Transgenes typically have all, or all but the first, intron removed. Still, splicing at cryptic splice sites occurs. This is linked to remnant exonic splice enhancer motifs. Removing these motifs alongside with other unwanted functionality will thus improve transgene efficiency.
How it works
Generating variants and selecting the best
The SequenceOptimizer software will generate 1,000 gene variants and select the best by its GC3 content. By default, target GC3 content will be the average GC3 in human one- or two-exon genes (option mean). Alternatively, you may set target GC3 to high or low selecting for highest or lowest GC3 found among generated variants.
Removing introns determines which sites are checked for ESE resemblance
The first step when generating the gene variants is to remove all introns but the first, or, if requested all introns including the first. This is to determine exonic sites in vicinity to now deleted introns. ESE resemblance will be adjusted at those sites only and at no other position in the gene.

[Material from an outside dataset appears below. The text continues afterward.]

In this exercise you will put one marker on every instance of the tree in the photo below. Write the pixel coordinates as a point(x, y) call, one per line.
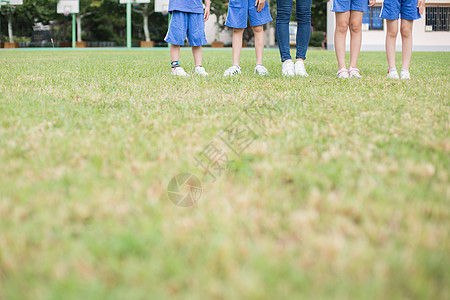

Per default ESE motifs will be depleted (option deplete), select option enrich to enrich them instead.
Scoring synonymous codons
For each site, synonymous codons are assigned a score and selected with a probability equaling its score. Scores are assigned based on how well the codon matches human codon usage (option humanize; default), alternative strategies include maximizing GC3 content (option max-gc) and matching the position-dependent GC3 content of human one- or two-exon genes (option gc). Should ESE motifs have been provided, a strategy to score by ESE resemblance only may also be chosen (please note: this will affect only sites near deleted introns, at all other sites the sequence will remain unchanged; option raw).
At sites in vicinity to deleted introns the codon score is a mixture of strategy-score and ESE resemblance-score. You may chose to adjust ESE resemblance at all sites instead of only at sites near deleted introns. This is not recommended as it is against our current understanding of ESEs, but may prove useful at times, e.g. when tweaking natural one-exon genes.
Synonymous codons at 6-fold degenerate sites
At 6-fold degenerate sites (leucine, serine or alanine positions) all six synonymous codons are scored per default. You can specify to restrict codons to those of the respective 2- or 4-codon sub-box instead.
Dealing with restriction sites
To preserve restriction sites already present in the sequence, please provide the corresponding recognition sequence(s) in the keep intact input tab. The SequenceOptimizer software will leave those sites intact when tweaking the gene.
Similarly, you may specify recognition sequences that are to be avoided. Please note: this will not remove restriction sites that are already present in the gene.
You may provide sites to keep intact and sites to avoid both combined or individually.